Cannot run glmer models with na.action=na.fail, necessary for MuMIn dredge function

Mac OS 10.9.5, R 3.2.3, MuMIn_1.15.6, lme4_1.1-10

Reproducible example code, using example data

The MuMIn user guide recommends using na.action=na.fail, otherwise the dredge function will not work, which I have found:

Error in dredge: 'global.model''s 'na.action' argument is not set and options('na.action') is "na.omit".

However, when I try to run a glmer model with na.action=na.fail, I get this:

Error in na.fail.default(list(pr = c(0, 0, 0, 0, 0, 0, 0, 0, 1, 0, 1, : missing values in object

Do I have any options other than removing every observation with an NA? My full data set consists of 10,000 observations and has 23 predictor variables which have NAs for different observations. Removing every obs with an NA will waste some data, which I'm looking to avoid.

Solution

It is difficult to know what you are asking.

From ?MuMIn::dredge "Use of na.action = "na.omit" (R's default) or "na.exclude" in global.model must be avoided, as it results with sub-models fitted to different data sets, if there are missing values. Error is thrown if it is detected."

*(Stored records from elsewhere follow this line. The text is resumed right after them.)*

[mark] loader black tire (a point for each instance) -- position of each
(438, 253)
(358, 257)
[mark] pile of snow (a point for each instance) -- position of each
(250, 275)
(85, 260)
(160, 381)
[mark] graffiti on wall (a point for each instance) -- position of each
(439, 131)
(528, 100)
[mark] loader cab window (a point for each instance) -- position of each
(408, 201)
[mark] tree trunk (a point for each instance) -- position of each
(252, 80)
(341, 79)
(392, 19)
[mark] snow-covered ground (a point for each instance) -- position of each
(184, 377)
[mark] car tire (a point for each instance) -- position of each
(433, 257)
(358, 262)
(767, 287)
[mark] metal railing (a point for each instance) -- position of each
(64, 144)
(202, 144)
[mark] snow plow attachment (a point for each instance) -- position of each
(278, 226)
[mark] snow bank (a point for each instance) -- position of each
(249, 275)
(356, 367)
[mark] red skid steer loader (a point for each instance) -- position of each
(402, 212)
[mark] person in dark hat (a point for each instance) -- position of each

In your example, leaving the default options(na.action = na.omit) works fine:

options()$na.action
mod.na.omit <- glmer(formula = pr ~ yr + soil_dist + sla_raw + 
                yr:soil_dist + yr:sla_raw + (1|plot) + (1|subplot),
                     data = coldat,
                     family = binomial)

But, options(na.action = na.fail) causes glmer to fail (as expected from the documentation).

If you look at the length of the data in coldat, complete cases of coldat, mod.na.omit you get the following:

> # number of rows in coldat
> nrow(coldat)
[1] 3171

> # number of complete cases in coldat
> nrow(coldat[complete.cases(coldat), ])
[1] 2551

> # number of rows in data included in glmer model when using 'na.omit'
> length(mod.na.omit@frame$pr)
[1] 2551

From the example data you provided, complete cases of coldat and the rows of coldat included by glmer when using na.omit (mod.na.omit@frame) yields the same number of rows, but it is conceivable that as predictors are added, this may no longer be the case (i.e., number of rows in mod.na.omit@frame > complete cases of coldat). In this scenario (as the documentation states), there is a risk of sub-models being fitted to different data sets as dredge generates the models. So, rather than potentially fitting sub-models, dredge takes a conservative approach to NA, and throws an error.

So, you basically either have to remove the incomplete cases (which you indicated is something you don't want to do) or interpolate the missing values. I typically avoid interpolation if there are large blocks of missing data which make estimating a value fraught, and remove incomplete cases instead.